The Securities and Exchange Commission (SEC) has partnered with the United Nations Office on Drugs and Crime (UNODC) and Open Ownership (OO) in using its beneficial ownership data (BOD) to promote tax integrity.
Last Sept. 22, the SEC conducted a focus group discussion (FGD) on Beneficial Ownership Data Use in Tax Enforcement, as part of its continued collaboration with the UN body to ensure increased accountability beyond the COVID-19 pandemic.
Key officials from the Bureau of Internal Revenue (BIR), headed by Commissioner Romeo D. Lumagui Jr., participated in the event.
The FGD sought to facilitate cooperation among key stakeholders towards the shared goal of utilizing BOD to strengthen tax integrity and transparency.
A beneficial owner is a natural person who ultimately owns or exercises ultimate effective control over a corporation.
This is different from legal owners as beneficial owners may directly or indirectly have the power to vote or influence transaction decisions of the company, even without them being reported as a stockholder, member, director, or officer.
The SEC requires the declaration of Beneficial Owners in the General Information Sheet through SEC Memorandum Circular No. 15, Series of 2019.

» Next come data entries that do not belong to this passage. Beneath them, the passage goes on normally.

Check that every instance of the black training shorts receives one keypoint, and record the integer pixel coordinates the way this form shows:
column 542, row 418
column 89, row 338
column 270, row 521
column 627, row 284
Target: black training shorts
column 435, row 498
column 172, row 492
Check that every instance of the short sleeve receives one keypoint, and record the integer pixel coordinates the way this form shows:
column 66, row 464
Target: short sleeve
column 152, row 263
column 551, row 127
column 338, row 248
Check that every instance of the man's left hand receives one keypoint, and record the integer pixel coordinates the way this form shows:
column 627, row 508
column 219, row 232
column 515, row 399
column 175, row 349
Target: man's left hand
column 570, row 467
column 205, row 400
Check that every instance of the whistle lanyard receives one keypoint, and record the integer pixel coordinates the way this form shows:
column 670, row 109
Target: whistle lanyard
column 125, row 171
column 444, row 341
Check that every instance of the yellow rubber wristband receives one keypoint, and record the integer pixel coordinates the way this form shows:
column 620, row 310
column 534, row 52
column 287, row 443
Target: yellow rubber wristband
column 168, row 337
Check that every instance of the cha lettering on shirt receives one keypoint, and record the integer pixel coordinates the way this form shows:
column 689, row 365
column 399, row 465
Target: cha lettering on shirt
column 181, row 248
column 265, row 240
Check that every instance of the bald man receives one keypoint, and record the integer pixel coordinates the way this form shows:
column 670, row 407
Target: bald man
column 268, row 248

As part of the effort to establish anti-corruption procurement platforms in the Philippines, the UNODC and SEC both acknowledge that tax evasion, often fueled by opaque ownership structures, has negative consequences on a country’s economic stability and social development.
BOD can be used to reveal individuals who ultimately control legal entities and aid in the promotion of tax integrity.
“Taxation is an important element of ensuring the economic stability of a nation,” SEC Chairperson Emilio B. Aquino said.
He added that, “through our cooperation with the UNODC and other government agencies, we hope to find ways to limit tax evasion and aid in the economic development of the nation by maintaining tax integrity.”